- Wyoming lawmakers are considering SF 106 to mandate citizenship checks for all SNAP applicants via the federal SAVE system.
- The legislation requires hospitals to provide annual reports on uncompensated care provided to noncitizens and undocumented patients.
- Amendments adjusted the reporting frequency to protect patient confidentiality while tracking state-level healthcare costs and benefits.
(WYOMING) — Wyoming lawmakers weighed Senate File 106, a proposal that expands citizenship or residency checks for food assistance applicants and requires hospitals to file new annual reports on uncompensated care tied to noncitizens or undocumented patients.
SF 106, titled “Welfare Fraud Prevention Act Amendments,” directs the Wyoming Department of Family Services to verify citizenship or residency status for every SNAP applicant using the federal SAVE system. The bill also mandates Wyoming hospitals to submit de-identified data on uncompensated care costs for noncitizens or undocumented patients to the state health department.
The legislation combines two policy tracks that touch both public benefits and the health system, linking eligibility verification to the federal Systematic Alien Verification for Entitlements, known as the SAVE system. It also creates a new reporting pipeline intended to quantify uncompensated care associated with noncitizen or undocumented patients, while requiring the data to be de-identified.
Wyoming already meets federal SAVE requirements voluntarily. SF 106 would write that approach into state law and broaden when the checks occur, shifting from a targeted practice to a statewide requirement that applies across SNAP enrollment and recertification.
Under current practice, Wyoming DFS runs SAVE checks via U.S. Citizenship and Immigration Services only for SNAP applicants who self-identify as noncitizens or were born outside the U.S. SF 106 expands that by requiring SAVE verification for all applicants, both when they enroll and when they recertify.
DFS policy manuals already require verification of alien eligibility with primary or secondary documents. The manuals provide at least 10 days for immigrants to submit proof of status without delaying benefits beyond 30 days if otherwise eligible.

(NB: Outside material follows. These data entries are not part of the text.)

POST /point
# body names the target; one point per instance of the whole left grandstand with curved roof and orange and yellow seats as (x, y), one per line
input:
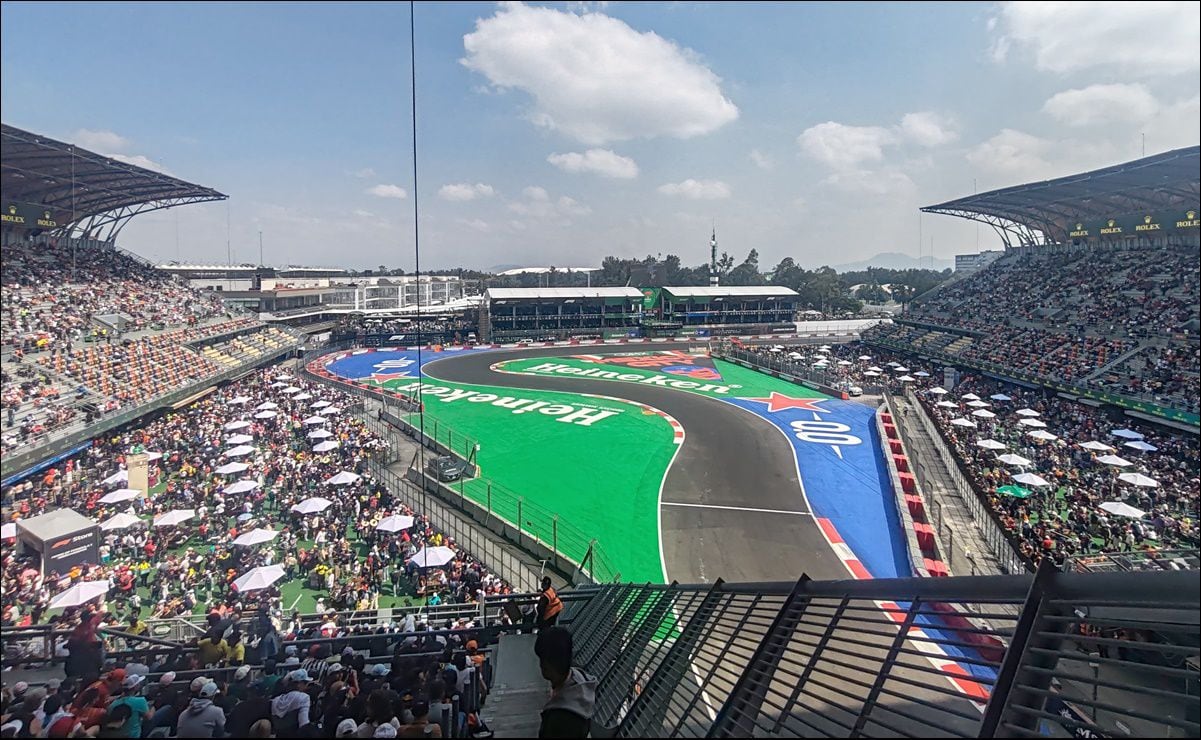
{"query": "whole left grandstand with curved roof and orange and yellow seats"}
(95, 337)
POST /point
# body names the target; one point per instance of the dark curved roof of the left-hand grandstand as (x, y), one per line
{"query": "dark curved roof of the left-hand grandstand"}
(85, 189)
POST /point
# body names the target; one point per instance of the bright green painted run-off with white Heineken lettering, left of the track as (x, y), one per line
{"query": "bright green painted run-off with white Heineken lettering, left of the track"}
(596, 464)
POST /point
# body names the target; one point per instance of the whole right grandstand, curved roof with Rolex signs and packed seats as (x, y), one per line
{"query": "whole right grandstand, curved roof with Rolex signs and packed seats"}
(1098, 294)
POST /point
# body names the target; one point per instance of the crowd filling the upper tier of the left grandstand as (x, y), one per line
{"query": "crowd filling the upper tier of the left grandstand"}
(53, 294)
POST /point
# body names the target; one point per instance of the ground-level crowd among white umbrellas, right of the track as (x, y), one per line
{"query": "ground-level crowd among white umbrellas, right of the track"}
(1065, 518)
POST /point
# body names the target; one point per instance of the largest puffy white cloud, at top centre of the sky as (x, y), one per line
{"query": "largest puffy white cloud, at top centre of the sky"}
(595, 79)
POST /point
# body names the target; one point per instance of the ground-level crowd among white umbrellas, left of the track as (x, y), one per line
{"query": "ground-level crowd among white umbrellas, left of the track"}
(176, 570)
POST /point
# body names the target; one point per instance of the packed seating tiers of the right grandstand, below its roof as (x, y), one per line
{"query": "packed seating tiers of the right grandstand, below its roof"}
(1121, 319)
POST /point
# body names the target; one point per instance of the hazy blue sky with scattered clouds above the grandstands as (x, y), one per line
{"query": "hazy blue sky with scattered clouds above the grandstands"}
(559, 134)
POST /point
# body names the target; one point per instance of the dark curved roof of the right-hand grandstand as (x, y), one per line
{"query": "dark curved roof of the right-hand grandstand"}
(1160, 184)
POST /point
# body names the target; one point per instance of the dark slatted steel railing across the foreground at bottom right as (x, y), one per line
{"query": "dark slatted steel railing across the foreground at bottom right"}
(1088, 654)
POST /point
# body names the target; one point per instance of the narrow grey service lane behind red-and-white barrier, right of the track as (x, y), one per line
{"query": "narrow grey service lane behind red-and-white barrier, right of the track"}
(969, 554)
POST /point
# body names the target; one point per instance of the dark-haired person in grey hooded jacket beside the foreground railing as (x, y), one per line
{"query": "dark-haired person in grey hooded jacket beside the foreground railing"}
(569, 714)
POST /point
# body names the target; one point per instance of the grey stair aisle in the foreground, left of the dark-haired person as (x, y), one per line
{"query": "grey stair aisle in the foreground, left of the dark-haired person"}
(519, 693)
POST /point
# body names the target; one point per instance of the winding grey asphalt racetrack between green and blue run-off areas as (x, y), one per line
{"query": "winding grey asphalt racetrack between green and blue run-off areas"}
(731, 464)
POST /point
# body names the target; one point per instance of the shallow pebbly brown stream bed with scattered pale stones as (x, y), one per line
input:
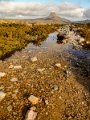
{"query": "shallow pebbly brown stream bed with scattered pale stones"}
(47, 82)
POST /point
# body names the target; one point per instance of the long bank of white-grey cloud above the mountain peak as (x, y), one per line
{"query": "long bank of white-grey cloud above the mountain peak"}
(10, 9)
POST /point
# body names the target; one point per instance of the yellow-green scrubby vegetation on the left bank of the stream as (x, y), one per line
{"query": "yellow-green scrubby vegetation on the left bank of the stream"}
(16, 36)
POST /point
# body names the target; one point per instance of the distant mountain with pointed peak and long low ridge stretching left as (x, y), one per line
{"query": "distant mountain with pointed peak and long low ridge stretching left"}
(52, 18)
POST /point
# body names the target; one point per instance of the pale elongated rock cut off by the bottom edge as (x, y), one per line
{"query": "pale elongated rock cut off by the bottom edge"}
(31, 115)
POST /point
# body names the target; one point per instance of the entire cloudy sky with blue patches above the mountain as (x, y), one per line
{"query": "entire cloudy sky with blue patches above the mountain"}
(31, 9)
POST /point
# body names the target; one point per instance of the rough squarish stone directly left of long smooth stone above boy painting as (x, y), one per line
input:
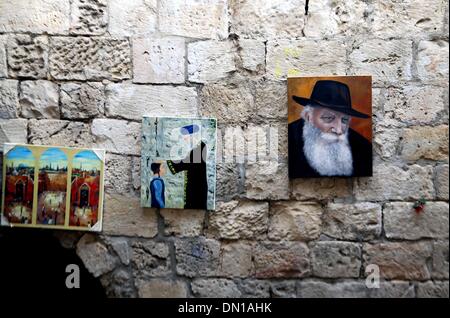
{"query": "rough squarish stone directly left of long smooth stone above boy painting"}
(82, 101)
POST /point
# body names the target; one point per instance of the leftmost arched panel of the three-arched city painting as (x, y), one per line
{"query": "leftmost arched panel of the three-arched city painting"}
(19, 185)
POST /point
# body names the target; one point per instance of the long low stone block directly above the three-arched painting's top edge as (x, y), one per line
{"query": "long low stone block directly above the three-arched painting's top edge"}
(60, 133)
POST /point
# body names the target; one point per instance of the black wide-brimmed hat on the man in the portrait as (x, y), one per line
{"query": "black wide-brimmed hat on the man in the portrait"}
(333, 95)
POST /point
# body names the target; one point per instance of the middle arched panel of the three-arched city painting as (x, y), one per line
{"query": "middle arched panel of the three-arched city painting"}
(52, 187)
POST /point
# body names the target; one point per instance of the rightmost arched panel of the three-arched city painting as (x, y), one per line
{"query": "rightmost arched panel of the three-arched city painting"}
(85, 189)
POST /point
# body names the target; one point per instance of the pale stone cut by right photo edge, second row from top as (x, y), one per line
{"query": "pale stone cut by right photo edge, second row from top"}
(432, 60)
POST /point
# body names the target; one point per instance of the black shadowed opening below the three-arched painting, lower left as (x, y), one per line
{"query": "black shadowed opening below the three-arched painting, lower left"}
(34, 261)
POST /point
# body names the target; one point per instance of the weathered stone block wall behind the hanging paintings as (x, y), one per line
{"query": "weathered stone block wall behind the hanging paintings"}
(83, 72)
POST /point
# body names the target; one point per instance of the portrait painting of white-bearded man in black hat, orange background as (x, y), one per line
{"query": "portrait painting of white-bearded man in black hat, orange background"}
(330, 126)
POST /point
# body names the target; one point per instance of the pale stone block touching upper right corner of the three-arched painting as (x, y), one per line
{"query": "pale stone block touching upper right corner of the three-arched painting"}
(117, 136)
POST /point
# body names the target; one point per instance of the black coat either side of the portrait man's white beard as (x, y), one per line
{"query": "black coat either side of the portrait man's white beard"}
(300, 168)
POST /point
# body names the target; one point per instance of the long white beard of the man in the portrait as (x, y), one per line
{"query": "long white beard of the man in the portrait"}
(328, 154)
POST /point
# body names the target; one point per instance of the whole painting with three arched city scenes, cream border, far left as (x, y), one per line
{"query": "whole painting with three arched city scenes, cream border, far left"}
(52, 187)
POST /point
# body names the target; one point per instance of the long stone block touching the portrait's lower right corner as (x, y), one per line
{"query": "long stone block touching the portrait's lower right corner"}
(394, 183)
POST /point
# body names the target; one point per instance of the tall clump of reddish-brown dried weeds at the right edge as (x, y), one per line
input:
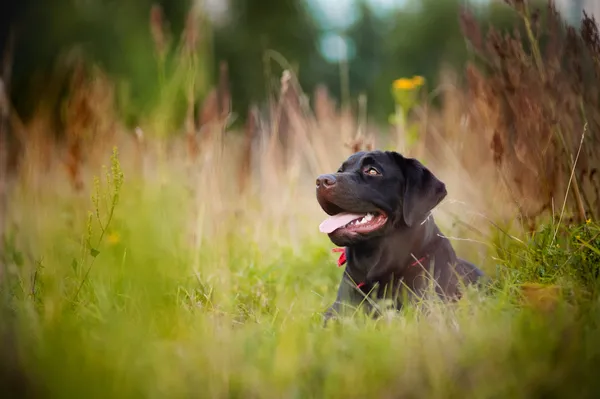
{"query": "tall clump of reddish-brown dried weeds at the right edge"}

By applying the SAVE system to every applicant at enrollment and during recertification, SF 106 sets a uniform verification trigger in statute rather than limiting checks to people who disclose noncitizenship status or a foreign birth. The change would put the SAVE system at the center of Wyoming’s SNAP screening process, instead of reserving it for a narrower set of cases.
The hospital provision requires annual reporting of uncompensated care costs for noncitizens or undocumented individuals. Hospitals would submit de-identified reports to the state health department, which aggregates the information for the Joint Labor, Health and Social Services Committee.
The bill frames de-identification as a way to obscure personally identifiable and protected health information, with the stated intent of encouraging care-seeking. Lawmakers adopted amendments that reduced the reporting frequency from quarterly to annual and added confidentiality protections, changes advanced after input from the Wyoming Hospital Association.
Eric Boley, Wyoming Hospital Association President, noted a Medicaid fund covers emergency care and childbirth for undocumented patients. Boley also noted hospitals may bill more cases with education.
As of March 6, 2026, SF 106 remained under consideration in the 2026 Wyoming legislative session. The adopted amendments responded to hospital concerns by reducing how often facilities must report and by adding confidentiality protections tied to the de-identified uncompensated-care reporting.
The measure arrives as Wyoming officials pursue other changes affecting SNAP. Governor Mark Gordon signed a separate executive action on March 4, 2026, banning SNAP purchases of sweetened carbonated beverages and candy starting February 2027.
Wyoming’s health coverage rules provide additional context for the hospital-reporting component of SF 106. The state provides Medicaid for lawfully residing pregnant people regardless of entry date, but does not cover undocumented adults broadly.